Die vollständige Ausgangsstudie „Vergessene Welten und blinde Flecken“ über die mediale Vernachlässigung des Globalen Südens und verschiedene Ergänzungsanalysen können kostenlos eingesehen, beziehungsweise heruntergeladen werden unter www.ivr-heidelberg.de. Auf der Seite finden sich auch verschiedene Videozusammenfassungen, eine Unterschriftenpetition sowie Informationen zu einer auf der Untersuchung beruhenden Poster-Wanderausstellung.

Eine Videozusammenfassung dieses Beitrags kann hier angesehen werden.

[1] Eine höhere Einschaltquote erzielte nur das Fußball-WM-Finale Argentinien – Frankreich (Elfmeterschießen) am 18. Dezember 2022, das von 2,1 Mio. Zuschauern verfolgt wurde.
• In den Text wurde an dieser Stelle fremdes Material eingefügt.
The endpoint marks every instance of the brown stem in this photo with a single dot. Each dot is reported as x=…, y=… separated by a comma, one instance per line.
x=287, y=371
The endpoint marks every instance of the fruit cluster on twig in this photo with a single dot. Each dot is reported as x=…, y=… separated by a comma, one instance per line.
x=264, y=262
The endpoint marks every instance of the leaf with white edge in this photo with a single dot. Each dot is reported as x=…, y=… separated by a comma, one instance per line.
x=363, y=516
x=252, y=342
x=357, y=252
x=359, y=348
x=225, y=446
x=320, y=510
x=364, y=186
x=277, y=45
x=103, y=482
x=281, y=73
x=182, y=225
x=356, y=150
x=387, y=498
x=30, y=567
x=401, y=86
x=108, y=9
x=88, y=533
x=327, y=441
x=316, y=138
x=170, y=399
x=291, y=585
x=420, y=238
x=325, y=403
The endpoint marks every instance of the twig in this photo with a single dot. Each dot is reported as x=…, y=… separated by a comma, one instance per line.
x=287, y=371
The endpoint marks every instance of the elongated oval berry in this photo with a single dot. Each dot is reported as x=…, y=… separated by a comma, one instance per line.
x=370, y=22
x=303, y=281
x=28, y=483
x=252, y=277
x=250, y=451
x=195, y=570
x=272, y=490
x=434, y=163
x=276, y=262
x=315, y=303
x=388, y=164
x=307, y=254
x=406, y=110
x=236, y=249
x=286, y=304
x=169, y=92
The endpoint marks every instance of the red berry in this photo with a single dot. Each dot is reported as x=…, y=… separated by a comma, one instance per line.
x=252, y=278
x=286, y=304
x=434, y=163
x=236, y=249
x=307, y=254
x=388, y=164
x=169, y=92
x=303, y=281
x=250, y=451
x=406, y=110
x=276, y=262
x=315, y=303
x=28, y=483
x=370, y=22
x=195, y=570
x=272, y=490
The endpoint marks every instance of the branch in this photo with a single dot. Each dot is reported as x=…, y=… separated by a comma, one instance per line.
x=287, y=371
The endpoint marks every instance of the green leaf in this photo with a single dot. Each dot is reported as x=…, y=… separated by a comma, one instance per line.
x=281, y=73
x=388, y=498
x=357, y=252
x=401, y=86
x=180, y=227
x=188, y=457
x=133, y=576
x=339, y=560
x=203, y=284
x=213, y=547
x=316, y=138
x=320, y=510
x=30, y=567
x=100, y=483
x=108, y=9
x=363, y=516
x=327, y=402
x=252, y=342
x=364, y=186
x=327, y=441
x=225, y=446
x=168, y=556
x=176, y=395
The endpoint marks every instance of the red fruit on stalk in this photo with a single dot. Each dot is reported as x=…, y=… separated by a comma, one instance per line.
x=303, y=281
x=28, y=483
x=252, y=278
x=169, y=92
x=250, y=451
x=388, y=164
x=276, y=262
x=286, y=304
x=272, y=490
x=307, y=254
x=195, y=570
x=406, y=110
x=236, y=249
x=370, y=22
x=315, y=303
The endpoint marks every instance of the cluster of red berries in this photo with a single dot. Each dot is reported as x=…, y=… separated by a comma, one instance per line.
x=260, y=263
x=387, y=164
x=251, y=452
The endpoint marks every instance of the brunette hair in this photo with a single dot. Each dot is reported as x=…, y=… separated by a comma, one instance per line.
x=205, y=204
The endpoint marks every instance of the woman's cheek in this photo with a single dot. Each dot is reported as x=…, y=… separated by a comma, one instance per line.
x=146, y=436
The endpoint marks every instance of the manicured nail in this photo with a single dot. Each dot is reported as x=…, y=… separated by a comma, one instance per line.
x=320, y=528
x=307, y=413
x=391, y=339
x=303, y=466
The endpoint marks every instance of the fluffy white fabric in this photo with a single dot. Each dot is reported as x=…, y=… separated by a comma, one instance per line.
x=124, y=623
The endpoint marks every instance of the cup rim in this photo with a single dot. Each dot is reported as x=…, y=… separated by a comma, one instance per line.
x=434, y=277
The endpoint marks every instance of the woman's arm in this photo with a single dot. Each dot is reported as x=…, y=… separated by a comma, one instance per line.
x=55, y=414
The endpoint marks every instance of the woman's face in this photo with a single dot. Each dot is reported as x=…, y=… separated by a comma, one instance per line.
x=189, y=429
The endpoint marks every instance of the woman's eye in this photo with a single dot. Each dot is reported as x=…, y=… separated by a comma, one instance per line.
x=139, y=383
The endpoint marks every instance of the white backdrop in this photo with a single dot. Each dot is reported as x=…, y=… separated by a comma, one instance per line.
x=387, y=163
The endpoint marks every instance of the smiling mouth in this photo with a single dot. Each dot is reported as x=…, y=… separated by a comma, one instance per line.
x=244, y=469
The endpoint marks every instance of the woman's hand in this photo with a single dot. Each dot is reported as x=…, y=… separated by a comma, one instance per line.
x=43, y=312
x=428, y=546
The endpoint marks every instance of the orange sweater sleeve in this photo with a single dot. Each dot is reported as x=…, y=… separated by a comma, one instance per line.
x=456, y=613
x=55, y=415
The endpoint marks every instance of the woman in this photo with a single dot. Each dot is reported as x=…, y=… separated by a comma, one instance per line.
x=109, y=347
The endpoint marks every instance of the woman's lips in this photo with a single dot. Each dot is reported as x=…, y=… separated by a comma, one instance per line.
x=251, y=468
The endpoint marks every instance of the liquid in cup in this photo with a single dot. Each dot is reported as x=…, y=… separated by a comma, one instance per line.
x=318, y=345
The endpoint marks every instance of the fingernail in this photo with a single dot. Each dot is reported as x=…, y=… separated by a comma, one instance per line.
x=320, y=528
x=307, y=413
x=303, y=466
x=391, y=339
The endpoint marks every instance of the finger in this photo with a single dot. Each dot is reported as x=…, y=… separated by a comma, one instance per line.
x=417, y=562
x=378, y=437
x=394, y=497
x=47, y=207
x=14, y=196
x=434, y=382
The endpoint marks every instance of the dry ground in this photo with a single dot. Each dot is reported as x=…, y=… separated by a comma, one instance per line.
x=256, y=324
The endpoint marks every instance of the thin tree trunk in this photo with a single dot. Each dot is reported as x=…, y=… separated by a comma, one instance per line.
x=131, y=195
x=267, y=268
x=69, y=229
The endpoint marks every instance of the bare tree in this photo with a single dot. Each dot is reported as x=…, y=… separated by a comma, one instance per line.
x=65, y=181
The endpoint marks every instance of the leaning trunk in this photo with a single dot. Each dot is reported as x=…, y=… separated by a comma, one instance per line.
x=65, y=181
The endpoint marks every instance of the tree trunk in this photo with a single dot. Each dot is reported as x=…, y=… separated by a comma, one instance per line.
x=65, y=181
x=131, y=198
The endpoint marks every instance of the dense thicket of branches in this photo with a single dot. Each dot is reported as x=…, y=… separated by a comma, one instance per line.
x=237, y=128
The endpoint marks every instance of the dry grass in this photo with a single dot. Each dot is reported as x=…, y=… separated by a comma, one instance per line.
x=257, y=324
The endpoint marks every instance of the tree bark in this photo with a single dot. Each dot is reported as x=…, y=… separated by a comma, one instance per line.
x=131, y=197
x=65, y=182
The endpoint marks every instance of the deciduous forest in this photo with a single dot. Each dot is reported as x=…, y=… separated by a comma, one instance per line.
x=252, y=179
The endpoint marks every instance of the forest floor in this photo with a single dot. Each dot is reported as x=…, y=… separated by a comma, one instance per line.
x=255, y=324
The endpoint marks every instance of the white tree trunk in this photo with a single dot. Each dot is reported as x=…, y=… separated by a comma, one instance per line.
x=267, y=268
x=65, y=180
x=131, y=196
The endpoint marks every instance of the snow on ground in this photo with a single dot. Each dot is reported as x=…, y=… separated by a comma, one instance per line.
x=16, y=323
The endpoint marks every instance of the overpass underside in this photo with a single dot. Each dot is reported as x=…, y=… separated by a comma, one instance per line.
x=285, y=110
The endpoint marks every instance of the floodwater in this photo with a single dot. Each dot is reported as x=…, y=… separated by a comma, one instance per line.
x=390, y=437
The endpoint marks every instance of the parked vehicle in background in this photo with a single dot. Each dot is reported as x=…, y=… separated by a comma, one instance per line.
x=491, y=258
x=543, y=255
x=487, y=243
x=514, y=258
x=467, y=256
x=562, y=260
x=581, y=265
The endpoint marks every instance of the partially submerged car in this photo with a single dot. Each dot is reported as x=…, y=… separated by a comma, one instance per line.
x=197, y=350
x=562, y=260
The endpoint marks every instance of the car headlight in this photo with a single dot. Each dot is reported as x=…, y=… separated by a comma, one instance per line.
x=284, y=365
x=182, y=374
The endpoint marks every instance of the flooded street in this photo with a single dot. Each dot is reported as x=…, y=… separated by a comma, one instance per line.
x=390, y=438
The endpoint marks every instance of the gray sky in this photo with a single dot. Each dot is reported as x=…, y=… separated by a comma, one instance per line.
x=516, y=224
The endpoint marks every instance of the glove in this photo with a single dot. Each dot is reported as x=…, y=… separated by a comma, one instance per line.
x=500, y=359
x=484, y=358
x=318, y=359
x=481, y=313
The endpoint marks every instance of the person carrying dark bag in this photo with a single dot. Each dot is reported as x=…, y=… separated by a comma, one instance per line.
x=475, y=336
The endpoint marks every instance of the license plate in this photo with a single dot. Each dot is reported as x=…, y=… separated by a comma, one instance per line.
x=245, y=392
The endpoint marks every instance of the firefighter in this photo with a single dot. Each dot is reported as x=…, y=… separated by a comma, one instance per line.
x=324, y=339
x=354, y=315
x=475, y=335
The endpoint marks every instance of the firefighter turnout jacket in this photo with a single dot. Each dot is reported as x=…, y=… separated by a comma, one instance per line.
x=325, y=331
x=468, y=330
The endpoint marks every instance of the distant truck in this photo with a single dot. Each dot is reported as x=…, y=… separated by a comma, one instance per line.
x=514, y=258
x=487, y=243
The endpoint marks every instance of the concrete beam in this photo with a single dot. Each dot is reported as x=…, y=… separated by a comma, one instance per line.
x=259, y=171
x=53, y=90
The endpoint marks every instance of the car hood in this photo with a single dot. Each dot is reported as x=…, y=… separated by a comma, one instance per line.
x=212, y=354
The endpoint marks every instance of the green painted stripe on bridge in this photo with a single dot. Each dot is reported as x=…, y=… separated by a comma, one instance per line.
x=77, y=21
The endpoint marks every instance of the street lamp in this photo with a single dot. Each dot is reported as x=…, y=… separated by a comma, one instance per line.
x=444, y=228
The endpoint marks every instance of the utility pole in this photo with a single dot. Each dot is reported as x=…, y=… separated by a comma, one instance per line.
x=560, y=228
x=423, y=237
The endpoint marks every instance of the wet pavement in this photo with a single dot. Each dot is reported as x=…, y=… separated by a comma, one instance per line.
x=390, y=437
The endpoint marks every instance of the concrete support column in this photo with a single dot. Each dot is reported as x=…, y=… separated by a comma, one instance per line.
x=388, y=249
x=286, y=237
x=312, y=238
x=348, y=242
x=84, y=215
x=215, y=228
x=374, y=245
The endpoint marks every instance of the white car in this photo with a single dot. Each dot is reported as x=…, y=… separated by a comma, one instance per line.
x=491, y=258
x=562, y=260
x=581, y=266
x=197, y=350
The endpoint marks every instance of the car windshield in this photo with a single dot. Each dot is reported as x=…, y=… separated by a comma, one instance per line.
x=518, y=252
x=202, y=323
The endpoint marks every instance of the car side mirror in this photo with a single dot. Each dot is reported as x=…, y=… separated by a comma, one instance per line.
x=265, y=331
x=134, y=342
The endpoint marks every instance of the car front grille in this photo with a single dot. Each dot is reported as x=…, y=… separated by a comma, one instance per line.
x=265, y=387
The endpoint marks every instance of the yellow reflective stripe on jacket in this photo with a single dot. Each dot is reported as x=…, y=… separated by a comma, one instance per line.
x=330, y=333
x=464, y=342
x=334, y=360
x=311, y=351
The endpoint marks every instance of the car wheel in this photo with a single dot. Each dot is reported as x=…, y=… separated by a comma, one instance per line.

[2] Aufgrund der hohen Datenmenge wurde von ORF.at nur ein Monat ausgewertet und als Untersuchungszeitraum der Juni ausgewählt, da dieser Monat sich für die Berichterstattung der ZIB 1 als repräsentativ erwiesen hatte. Es wurden jeden Tag im Monat Juni morgens, mittags und abends (um etwa 8.00, 13.00 und 19.00 Uhr) die Beiträge auf der Nachrichtenseite von ORF.at überprüft. Sich wiederholende Berichte wurden nur einmal gewertet. Die Beiträge wurden durch das Angebot der sog. Wayback Machine des Internet Archive eingesehen: www.archive.org Für den freundlichen Hinweis danke ich Peter Schiessl.

Alle Abbildungen von Ladislaus Ludescher.